---
title: "Retrieve GO Gene Sets from BioMart"
author: "Zuguang Gu (z.gu@dkfz.de)"
date: '`r Sys.Date()`'
output: rmarkdown::html_vignette
vignette: >
  %\VignetteIndexEntry{Retrieve GO Gene Sets from BioMart}
  %\VignetteEngine{knitr::rmarkdown}
  %\VignetteEncoding{UTF-8}
---

```{r, eval = TRUE, echo = FALSE}
library(knitr)
knitr::opts_chunk$set(
    error = FALSE,
    tidy  = FALSE,
    message = FALSE
)
```


This vignette demonstrates how to manually collect GO gene sets from [BioMart](https://www.ensembl.org/info/data/biomart/index.html). The source
code for retrieving GO gene sets for all supported organisms on BioMart can be found from the following location:

```{r}
system.file("scripts", "biomart_genesets.R", package = "BioMartGOGeneSets")
```

Retrieving GO gene sets from BioMart is a two-step process.
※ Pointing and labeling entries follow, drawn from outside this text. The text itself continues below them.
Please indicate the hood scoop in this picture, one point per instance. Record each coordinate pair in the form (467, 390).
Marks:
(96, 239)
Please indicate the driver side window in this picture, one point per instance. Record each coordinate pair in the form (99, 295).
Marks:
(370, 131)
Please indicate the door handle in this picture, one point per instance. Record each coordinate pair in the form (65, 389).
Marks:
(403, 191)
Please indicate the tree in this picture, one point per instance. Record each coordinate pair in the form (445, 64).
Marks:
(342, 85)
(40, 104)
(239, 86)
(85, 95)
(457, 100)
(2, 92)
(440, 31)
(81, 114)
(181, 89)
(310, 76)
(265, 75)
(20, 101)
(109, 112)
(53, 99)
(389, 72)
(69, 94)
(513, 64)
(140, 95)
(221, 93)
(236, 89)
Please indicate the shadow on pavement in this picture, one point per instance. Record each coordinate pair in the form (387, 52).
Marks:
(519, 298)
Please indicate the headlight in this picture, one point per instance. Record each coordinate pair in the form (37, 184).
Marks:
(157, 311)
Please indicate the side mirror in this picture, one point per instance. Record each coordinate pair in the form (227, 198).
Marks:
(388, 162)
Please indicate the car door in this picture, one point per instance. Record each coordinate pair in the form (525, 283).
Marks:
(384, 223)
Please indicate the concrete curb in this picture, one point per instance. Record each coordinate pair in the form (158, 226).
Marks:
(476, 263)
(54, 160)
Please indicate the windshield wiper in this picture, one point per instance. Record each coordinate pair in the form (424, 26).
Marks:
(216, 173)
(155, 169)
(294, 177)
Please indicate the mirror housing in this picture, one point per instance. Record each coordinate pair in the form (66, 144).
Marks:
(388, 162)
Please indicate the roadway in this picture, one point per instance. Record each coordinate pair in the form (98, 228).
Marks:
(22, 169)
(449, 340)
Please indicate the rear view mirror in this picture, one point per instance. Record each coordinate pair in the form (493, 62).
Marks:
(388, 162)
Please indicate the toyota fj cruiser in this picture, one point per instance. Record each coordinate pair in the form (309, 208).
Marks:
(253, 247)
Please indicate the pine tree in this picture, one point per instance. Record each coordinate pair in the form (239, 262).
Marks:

### Step1. Retrieve the relations between GO terms and genes for a specific organism

The relations can be obtained from BioMart with the R package **biomaRt**.
First let's create a "Mart" object which is like a connection to the BioMart web-service. 
Because this is a gene-related relation, we set argument `biomart` to `"genes"`.

```{r}
library(biomaRt)
ensembl = useEnsembl(biomart = "genes")
ensembl
```

```{r, echo = FALSE}
ensembl = useEnsembl(biomart = "genes")
```

Please note, if later when you use **biomaRt** and see errors of "timeout", you can select a different mirror, such as:

```{r, eval = FALSE}
useEnsembl(biomart = "genes", mirror = "uswest")
```

Next we need to select an organism. In BioMart, it is called a "dataset". To get a proper value of an organism dataset,
we can use `listDatasets()` to get a list of supported datasets.

```{r}
datasets = listDatasets(ensembl)
dim(datasets)
head(datasets)
```

You can see there are a huge number of organisms supported in BioMart. The first column in `datasets` contains valid values
for `dataset` which will be used in later functions.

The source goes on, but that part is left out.